Quintonil, also called bledo (Amaranthus spp). This quelite is well known from its seeds, but preparation of the greens varies, and it is used in several dishes. The leaves can be boiled with salt and combined in stews with chilis, onion and tomato. Sometimes they are also steamed and sauce is added. In the municipality of Naupan, Puebla, the greens are used in tamales with pork.

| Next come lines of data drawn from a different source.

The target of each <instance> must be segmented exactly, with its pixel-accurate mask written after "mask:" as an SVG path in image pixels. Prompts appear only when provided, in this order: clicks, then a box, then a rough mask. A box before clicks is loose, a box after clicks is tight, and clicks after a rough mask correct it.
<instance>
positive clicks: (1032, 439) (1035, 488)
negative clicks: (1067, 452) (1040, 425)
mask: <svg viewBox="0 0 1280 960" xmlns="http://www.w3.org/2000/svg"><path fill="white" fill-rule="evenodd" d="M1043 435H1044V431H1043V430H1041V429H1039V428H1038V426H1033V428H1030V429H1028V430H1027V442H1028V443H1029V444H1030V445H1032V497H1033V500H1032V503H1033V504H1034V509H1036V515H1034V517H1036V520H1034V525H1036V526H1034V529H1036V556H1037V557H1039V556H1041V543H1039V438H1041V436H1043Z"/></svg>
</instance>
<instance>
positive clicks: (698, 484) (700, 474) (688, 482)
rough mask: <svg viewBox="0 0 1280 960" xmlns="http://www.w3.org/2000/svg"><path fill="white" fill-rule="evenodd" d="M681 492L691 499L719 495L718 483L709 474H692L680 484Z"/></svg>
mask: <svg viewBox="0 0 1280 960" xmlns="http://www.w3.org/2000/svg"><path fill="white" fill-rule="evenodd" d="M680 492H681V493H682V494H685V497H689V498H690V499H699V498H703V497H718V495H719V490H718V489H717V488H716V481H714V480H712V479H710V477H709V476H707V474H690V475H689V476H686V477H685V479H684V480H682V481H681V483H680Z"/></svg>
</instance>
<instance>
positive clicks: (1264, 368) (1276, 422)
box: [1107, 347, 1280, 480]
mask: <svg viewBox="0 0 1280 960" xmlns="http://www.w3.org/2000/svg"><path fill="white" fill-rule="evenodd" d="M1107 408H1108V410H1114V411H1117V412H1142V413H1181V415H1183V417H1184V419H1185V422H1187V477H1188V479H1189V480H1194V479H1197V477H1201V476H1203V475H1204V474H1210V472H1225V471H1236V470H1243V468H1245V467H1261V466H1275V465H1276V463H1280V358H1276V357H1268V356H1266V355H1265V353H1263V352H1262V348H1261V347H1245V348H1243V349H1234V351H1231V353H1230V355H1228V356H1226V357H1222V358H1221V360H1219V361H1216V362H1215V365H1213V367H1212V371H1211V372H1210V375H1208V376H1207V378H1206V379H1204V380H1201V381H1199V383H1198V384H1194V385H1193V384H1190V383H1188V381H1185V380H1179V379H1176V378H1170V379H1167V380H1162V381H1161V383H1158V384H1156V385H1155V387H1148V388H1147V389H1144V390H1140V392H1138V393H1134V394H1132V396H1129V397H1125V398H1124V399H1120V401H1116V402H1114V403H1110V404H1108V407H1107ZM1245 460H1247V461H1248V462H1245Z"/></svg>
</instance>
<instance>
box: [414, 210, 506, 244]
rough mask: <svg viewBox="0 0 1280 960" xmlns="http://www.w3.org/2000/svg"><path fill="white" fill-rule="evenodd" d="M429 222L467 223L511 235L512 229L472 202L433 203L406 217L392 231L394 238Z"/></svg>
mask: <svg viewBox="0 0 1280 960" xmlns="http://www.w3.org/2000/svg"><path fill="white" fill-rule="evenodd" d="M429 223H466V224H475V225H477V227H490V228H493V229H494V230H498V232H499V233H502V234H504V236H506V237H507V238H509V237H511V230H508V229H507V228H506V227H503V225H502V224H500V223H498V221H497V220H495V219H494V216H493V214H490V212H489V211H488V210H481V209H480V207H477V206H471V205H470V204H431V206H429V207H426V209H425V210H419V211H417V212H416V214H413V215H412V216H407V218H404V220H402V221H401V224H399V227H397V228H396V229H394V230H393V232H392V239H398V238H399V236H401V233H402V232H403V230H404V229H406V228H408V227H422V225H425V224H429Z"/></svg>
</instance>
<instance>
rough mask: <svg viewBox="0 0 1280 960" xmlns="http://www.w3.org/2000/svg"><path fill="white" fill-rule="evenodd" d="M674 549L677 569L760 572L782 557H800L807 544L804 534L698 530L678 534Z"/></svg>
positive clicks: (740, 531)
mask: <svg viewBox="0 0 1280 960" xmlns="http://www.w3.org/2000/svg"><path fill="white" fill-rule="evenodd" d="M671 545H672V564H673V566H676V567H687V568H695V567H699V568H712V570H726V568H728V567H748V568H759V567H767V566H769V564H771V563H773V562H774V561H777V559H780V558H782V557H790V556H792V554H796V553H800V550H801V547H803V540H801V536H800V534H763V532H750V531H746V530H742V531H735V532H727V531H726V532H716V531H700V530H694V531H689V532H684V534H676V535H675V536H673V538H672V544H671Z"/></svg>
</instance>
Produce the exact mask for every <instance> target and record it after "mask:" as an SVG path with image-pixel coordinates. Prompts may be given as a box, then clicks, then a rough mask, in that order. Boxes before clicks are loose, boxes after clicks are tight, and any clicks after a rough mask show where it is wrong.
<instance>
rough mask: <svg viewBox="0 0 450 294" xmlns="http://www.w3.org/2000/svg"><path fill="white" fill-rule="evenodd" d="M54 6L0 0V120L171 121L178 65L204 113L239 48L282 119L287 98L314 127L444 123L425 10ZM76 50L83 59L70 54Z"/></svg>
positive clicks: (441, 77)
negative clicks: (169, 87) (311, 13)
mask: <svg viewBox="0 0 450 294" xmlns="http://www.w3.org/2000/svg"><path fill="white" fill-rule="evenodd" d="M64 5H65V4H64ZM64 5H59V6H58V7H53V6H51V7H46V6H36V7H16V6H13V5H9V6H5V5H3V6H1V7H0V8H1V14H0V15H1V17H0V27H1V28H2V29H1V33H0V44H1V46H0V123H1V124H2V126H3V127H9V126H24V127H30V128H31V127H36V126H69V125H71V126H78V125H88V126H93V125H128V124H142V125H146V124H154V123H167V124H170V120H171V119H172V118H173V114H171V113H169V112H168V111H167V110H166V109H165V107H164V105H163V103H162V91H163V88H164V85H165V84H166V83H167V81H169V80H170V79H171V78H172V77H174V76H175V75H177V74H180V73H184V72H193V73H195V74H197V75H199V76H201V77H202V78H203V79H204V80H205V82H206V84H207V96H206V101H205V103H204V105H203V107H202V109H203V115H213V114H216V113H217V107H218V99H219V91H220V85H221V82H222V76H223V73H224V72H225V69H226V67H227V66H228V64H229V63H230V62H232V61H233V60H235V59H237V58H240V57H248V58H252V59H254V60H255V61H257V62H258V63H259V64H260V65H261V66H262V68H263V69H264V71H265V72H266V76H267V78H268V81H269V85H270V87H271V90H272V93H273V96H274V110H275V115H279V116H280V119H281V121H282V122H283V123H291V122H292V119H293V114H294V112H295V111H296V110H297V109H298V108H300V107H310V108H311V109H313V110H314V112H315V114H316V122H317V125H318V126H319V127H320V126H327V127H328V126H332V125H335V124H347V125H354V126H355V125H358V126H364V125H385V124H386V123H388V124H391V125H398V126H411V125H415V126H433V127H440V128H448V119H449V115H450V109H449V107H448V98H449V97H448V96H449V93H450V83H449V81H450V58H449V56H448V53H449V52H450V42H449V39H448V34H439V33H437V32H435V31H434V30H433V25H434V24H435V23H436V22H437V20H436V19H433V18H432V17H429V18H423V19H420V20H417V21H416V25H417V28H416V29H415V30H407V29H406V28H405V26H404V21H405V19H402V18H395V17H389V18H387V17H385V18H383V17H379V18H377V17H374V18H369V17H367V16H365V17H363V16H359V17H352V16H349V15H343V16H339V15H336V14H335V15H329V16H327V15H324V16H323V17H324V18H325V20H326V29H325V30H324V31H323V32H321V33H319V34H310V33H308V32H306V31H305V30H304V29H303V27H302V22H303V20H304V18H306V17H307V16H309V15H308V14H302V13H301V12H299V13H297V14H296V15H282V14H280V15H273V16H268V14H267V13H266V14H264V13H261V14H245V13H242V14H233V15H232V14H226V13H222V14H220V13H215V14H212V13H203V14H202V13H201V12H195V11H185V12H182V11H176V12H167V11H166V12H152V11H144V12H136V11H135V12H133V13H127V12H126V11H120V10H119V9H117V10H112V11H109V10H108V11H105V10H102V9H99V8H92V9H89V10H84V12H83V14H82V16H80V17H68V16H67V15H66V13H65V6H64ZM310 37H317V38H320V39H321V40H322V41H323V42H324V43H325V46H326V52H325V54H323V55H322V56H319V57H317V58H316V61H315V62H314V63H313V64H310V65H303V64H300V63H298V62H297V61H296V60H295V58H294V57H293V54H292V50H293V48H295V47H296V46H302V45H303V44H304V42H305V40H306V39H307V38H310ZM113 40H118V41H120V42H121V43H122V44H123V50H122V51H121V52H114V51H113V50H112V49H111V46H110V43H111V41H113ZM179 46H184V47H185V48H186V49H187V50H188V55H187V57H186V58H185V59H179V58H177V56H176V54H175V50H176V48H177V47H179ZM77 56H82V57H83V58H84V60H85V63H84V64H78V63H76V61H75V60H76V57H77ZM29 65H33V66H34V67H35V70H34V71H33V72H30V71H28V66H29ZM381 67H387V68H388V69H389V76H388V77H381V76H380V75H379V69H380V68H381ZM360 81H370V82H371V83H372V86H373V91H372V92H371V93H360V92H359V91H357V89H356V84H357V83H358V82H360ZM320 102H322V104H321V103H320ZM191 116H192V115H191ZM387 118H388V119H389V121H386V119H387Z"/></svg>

Hierba mora (Solanum nigrescens). This plant has good company as it is in the same family as potatoes, chilis, and tomatoes, all edible, and the nightshades, which are poisonous. It has medicinal value, for pain relief and for cleansing of the liver and kidney. The leaves, flowers, fruit and even the root are used. It is also used in stews and soups and is a vegetarian alternative for Catholics abstaining from meat on Fridays. The tender leaves are boiled; sautéed tomatoes, chilies, and onions are added. https://www.youtube.com/watch?v=zpdFRAyVzgk
Chaya (Cnidoscolus aconitifolius). I first learned about this plant in Merida, as it is very popular in the Yucatan, but I have also enjoyed delicious agua de chaya at the Saturday Huatulco Organic Market, which is especially tasty with cucumber (pepino). Chaya leavers make an excellent soup an a great torta with potatoes, like a potato pancake. https://www.youtube.com/watch?v=yHE3XKWludM
Flores de agave. Also known as galumbo, agave flowers can be simmered until tender, and with, guess what, sautéed tomatoes, chilies, and garlic. Add a pinch or two of salt and bicarbonate of soda, then add the drained flowers. Serve with tortillas de nopal. Although not directly related, yucca flowers (Yucca spp.) can be fleshy in texture, almost like endive, eaten raw and in salads.
Flores y cogollitos de Colorín (Erythrina coralloides). Flowers and flower buds of the colorín tree – yes, we do have a Calle Colorín in la Crucecita, where the streets are named for native trees. This beautiful tree attracts lots of hummingbirds. They can be prepared with beans to make pancakes. In the Nahua region of Mexico state, they are eaten cooked or fried; scrambled with eggs; mixed with a chili sauce, garlic, and epazote; served with beans and flavored with chili and cumin.
Lengua de vaca, or cow’s tongue (Rumex mexicanus). This quelite is used as a condiment due to its sour and slightly bitter taste. It is related to dock and sorrel, both foraged and grown in the U.S. Its use varies with location, of course, as Mexican cuisine varies enormously by region. In central Mexico, ground stems and leaves of lengua de vaca is used to flavor the mole de olla broth; they are also used in salads and sauces, steamed or stewed in tomato sauce.
Malacate, Malacote (Hydrocotyle ranunculoides) is an aquatic plant. Known as floating pennywort in English, the plant has naturalized to the point of being an invasive species in Europe. A relative of carrots, celery and parsley, the young leaves and stems of malacate are used in salads – the fresh flavor is reminiscent of celery. Older leaves are bitter, but can be cooked.
Okay Eye readers, you have enough to digest. ¡Buen provecho!